30/09/2016 – PENAL 299-2016 y 300-2016

DOCTRINA Improcedente la casación por motivo de fondo, cuando se reclama errónea aplicación del artículo 65 del Código Penal, por la fijación de la pena, basándose en circunstancias de “conducta pre delictual, la no peligrosidad social, carencia de antecedentes penales,” cuando estas no constituyen circunstancias atenuantes reguladas en el artículo 26 del Código Penal; que de no haberse acreditado independientemente circunstancias agravantes ajenas al tipo penal de homicidio, tendrían que haberse observado en beneficio de los procesados.

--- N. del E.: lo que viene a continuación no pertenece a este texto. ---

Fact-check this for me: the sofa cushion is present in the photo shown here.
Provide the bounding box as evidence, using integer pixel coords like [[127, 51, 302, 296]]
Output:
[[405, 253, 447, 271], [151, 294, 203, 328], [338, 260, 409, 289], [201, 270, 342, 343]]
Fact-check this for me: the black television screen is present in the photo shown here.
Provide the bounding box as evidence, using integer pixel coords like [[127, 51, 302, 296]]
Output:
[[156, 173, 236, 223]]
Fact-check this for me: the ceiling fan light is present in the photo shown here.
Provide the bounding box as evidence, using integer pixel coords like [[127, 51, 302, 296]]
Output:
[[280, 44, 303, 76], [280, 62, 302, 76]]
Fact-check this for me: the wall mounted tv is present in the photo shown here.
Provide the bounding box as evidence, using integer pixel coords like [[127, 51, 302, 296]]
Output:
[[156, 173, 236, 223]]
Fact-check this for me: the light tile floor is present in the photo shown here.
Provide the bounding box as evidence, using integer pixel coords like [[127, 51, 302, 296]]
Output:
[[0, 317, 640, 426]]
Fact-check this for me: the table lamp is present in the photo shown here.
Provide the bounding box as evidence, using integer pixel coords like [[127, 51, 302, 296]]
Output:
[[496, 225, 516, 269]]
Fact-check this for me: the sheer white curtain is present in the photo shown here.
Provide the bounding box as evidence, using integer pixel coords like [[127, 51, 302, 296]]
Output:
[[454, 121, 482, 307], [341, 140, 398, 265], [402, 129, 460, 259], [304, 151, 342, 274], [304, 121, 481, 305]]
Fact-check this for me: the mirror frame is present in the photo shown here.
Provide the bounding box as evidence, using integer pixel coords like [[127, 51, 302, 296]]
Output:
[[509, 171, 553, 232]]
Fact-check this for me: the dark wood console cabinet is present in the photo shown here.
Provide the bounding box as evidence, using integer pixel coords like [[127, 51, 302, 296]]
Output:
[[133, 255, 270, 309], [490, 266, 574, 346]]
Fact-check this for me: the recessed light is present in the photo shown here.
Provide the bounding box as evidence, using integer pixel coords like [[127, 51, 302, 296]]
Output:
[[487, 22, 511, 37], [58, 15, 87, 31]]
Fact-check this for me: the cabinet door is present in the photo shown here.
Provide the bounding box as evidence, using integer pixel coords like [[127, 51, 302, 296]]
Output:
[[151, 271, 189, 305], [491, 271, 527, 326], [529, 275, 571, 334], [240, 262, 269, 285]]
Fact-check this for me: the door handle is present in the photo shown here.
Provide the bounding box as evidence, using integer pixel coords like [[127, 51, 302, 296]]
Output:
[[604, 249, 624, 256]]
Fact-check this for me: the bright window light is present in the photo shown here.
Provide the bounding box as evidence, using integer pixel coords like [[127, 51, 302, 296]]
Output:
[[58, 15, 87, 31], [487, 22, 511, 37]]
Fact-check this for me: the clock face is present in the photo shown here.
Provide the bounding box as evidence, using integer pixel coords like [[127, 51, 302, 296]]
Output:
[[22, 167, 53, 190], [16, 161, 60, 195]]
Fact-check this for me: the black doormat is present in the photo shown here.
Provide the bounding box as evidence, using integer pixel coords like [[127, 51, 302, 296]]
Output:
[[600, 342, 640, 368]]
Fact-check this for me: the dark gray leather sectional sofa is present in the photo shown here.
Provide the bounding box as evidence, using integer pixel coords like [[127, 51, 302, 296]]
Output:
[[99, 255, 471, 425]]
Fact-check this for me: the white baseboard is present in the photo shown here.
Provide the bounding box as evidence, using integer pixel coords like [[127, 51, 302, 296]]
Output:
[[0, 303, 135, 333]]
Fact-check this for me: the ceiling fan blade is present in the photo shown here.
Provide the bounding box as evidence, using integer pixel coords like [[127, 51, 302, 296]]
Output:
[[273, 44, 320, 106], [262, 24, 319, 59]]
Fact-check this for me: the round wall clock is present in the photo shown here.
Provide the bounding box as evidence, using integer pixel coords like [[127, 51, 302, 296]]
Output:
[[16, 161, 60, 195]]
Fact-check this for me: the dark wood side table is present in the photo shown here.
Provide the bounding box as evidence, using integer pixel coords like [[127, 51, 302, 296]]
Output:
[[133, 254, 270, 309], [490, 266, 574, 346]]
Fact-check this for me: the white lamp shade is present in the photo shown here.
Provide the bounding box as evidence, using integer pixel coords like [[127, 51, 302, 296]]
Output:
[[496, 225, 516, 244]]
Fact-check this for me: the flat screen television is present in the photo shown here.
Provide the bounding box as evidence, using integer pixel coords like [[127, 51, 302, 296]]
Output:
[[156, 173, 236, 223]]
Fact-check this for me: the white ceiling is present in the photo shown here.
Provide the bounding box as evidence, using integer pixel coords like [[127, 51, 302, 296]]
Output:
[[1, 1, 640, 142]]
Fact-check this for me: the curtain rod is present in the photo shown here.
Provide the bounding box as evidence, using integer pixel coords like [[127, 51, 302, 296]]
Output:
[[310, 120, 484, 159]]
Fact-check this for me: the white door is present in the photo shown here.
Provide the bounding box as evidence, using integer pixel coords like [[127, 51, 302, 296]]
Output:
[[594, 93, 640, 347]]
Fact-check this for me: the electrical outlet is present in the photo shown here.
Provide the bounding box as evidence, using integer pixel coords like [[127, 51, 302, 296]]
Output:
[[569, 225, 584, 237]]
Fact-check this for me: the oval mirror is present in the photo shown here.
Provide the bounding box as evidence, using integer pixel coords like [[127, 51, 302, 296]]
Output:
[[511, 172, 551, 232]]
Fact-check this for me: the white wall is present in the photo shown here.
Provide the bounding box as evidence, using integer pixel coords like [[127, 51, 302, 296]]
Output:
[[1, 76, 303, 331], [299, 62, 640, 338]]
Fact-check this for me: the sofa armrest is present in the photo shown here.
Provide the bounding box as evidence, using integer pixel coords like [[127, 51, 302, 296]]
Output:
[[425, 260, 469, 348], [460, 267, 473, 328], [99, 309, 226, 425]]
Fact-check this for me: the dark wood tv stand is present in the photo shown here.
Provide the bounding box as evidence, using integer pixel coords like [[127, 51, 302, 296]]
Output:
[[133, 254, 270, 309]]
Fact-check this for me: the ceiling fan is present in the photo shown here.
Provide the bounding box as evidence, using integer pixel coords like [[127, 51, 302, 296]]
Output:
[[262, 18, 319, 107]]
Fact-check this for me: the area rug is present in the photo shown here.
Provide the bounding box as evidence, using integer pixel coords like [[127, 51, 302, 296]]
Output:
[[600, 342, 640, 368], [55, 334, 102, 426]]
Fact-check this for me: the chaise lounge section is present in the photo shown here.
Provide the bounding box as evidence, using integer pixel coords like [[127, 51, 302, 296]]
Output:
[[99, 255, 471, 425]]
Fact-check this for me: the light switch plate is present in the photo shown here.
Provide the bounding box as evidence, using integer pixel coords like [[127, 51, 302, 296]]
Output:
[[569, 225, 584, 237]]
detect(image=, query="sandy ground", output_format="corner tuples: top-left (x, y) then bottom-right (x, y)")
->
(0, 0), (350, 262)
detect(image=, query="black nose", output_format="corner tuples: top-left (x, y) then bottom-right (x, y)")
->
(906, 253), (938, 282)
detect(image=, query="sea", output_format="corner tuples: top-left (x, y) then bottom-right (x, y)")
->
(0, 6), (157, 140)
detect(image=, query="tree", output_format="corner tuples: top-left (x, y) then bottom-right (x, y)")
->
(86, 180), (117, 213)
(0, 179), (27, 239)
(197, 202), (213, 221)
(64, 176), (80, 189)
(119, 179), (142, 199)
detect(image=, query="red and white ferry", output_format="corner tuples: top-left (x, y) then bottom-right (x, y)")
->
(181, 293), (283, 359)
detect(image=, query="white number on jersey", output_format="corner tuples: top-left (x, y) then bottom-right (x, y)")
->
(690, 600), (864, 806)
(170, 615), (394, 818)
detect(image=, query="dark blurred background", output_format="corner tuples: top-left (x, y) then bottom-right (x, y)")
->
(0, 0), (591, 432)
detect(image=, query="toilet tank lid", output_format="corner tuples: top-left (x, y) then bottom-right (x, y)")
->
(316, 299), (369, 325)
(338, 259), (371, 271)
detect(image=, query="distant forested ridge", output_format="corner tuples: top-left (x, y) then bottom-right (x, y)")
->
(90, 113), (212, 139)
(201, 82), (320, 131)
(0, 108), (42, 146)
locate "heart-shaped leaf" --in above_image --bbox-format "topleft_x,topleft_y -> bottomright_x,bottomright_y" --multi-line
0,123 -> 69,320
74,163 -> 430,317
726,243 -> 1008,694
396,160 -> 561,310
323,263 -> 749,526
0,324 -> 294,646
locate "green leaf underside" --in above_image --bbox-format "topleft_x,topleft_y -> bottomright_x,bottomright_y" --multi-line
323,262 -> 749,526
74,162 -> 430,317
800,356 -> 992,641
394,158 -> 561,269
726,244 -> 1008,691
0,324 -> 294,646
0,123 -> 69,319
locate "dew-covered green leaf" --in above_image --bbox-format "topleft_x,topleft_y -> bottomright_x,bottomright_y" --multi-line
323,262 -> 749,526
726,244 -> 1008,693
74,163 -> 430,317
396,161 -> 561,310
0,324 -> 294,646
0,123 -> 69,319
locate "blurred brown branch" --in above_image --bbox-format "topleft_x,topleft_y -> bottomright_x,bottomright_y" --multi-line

CORTE SUPREMA DE JUSTICIA, CÁMARA PENAL. Guatemala, treinta de septiembre de dos mil dieciséis. Se resuelven los recursos de casación por motivo de fondo interpuestos por los sindicados Luis Alfredo Canté Álvarez y Mario Axel Geovany Cap López, con el auxilio de los abogados Jorge Antonio Salguero y Elmer Ronaldo Espina Figueroa, ambos del Instituto de la Defensa Pública Penal, contra la sentencia de fecha doce de febrero de dos mil dieciséis, dictada por la Sala Primera de la Corte de Apelaciones del Ramo Penal, Narcoactividad y Delitos Contra el Ambiente, departamento de Guatemala, dentro del proceso que por los delitos de homicidio y encubrimiento propio, se sigue en su contra. Interviene el Ministerio Público a través del agente fiscal Carlos Gabriel Pineda Hernández. No se constituyó querellante adhesivo.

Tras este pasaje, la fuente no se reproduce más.